Auch auf die weitere Entwicklung der Weststadt wird der Weggang von Nestlé Einfluss haben. Bekanntlich ist geplant, das Gewerbegebiet westlich des Bahnhofs sukzessive in einen Standort für Kreative, Start-ups und Technologiefirmen zu verwandeln. Das Nestlé-Grundstück gilt als Filetstück und umfasst 21 000 Quadratmeter, so viel wie fünf Fußballfelder. „Dass sich hier ein Industrieunternehmen zurückzieht und Platz für etwas Neues macht, kommt der Verwaltung sicher entgegen“, sagt ein Insider. „Auch wenn das im Rathaus niemand öffentlich zugeben wird.“

Das Ende eines Traditionsstandorts

Muckefuck Ersatzkaffee wird im Volksmund auch Muckefuck genannt – angelehnt an den französischen Begriff „mocca faux“, was so viel wie „falscher Kaffee“ bedeutet.
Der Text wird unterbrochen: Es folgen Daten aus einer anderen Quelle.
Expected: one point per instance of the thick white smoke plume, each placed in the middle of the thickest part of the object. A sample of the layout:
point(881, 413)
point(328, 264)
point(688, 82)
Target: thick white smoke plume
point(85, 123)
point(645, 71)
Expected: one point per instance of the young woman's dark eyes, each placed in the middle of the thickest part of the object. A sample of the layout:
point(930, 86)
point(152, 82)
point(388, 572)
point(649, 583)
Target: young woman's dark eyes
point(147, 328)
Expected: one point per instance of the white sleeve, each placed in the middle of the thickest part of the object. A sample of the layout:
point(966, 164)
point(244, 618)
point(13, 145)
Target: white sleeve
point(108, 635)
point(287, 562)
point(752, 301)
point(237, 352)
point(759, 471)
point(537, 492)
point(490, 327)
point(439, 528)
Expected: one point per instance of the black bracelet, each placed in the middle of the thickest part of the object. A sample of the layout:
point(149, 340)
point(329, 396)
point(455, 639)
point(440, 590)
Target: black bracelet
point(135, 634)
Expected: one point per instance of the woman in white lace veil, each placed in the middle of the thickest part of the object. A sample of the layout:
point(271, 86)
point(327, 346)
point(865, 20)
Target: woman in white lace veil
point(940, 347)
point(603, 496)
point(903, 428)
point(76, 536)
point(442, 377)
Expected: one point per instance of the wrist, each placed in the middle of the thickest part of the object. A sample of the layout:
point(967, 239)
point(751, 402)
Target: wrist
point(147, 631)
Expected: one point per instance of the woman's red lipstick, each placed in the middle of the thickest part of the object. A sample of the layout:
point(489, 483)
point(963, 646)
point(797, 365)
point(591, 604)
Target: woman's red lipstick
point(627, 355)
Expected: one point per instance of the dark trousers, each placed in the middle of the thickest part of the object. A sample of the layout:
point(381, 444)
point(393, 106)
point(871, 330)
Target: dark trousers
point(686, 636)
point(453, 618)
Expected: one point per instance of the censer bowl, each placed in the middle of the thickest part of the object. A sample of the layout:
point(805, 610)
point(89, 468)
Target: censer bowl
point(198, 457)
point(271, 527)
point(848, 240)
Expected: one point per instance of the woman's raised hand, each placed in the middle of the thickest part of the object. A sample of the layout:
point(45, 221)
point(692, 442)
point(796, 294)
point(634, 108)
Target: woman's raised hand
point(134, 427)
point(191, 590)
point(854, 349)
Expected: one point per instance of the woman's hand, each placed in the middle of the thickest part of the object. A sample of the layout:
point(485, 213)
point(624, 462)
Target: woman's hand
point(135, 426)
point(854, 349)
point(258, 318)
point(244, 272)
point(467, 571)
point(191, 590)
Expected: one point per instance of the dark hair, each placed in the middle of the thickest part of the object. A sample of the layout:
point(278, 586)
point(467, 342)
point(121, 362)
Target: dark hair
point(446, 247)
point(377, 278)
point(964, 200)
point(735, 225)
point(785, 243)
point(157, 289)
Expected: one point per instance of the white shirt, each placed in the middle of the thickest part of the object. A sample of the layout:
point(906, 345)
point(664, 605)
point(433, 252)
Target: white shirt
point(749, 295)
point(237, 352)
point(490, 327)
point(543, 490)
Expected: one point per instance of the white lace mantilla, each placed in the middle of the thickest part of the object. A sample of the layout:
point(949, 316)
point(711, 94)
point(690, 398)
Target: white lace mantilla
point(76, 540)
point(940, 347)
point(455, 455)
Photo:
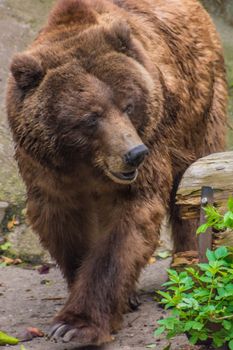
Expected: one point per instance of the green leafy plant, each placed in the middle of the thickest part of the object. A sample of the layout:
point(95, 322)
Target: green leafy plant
point(201, 301)
point(216, 220)
point(5, 246)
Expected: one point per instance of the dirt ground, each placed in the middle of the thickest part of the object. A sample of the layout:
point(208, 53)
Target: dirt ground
point(28, 299)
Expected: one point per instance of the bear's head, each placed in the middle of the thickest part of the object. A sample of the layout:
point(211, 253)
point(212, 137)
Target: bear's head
point(86, 99)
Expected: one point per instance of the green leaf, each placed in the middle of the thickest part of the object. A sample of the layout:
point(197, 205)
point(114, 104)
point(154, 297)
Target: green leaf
point(230, 204)
point(228, 219)
point(167, 347)
point(210, 255)
point(22, 347)
point(230, 344)
point(193, 339)
point(227, 325)
point(221, 252)
point(202, 228)
point(5, 339)
point(149, 346)
point(159, 331)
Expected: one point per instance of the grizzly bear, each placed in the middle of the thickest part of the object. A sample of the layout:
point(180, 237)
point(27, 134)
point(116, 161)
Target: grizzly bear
point(108, 107)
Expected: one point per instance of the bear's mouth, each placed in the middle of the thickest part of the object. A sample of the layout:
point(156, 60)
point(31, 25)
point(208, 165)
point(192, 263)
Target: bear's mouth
point(126, 177)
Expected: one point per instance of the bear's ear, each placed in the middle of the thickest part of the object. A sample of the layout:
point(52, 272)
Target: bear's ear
point(26, 70)
point(119, 36)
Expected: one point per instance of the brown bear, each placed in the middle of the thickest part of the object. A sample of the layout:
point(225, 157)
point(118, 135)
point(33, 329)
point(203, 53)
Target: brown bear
point(108, 107)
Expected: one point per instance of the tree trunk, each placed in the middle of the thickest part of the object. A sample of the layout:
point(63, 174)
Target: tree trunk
point(216, 171)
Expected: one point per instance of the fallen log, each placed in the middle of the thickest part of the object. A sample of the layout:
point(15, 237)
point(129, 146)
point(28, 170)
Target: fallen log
point(216, 171)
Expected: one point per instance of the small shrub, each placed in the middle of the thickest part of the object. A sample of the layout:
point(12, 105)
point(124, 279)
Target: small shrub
point(201, 301)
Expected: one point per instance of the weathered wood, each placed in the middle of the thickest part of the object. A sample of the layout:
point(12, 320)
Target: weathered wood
point(216, 171)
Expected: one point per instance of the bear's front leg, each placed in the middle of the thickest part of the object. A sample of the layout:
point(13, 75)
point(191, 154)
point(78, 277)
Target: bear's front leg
point(107, 277)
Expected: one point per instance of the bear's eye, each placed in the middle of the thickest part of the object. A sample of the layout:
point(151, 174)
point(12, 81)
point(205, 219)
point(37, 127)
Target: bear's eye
point(129, 109)
point(92, 119)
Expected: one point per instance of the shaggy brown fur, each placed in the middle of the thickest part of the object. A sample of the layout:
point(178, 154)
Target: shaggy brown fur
point(103, 77)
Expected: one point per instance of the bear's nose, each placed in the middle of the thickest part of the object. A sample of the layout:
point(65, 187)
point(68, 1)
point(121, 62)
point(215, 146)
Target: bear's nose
point(136, 155)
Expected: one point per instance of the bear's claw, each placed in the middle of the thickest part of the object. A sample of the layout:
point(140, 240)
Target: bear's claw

Die Geschichte reicht zurück bis in die Zeit Friedrichs des Großen. Bohnenkaffee war damals so teuer, dass der Unternehmer Johann Heinrich Franck nach Ersatz suchte. Aus Frankreich hatte er ein Rezept für Zichorienkaffee mitgebracht, die Pflanze ist auch als Gemeine Wegwarte bekannt. 1828 baute er eine Fabrik in Vaihingen/Enz, 40 Jahre später wurden Produktion und Zichorienanbau nach Ludwigsburg verlegt – am Bahnhof befanden sich damals riesige Plantagen. 1954 wurde mit der Produktion von Caro-Kaffee begonnen, dem ersten löslichen Landkaffee.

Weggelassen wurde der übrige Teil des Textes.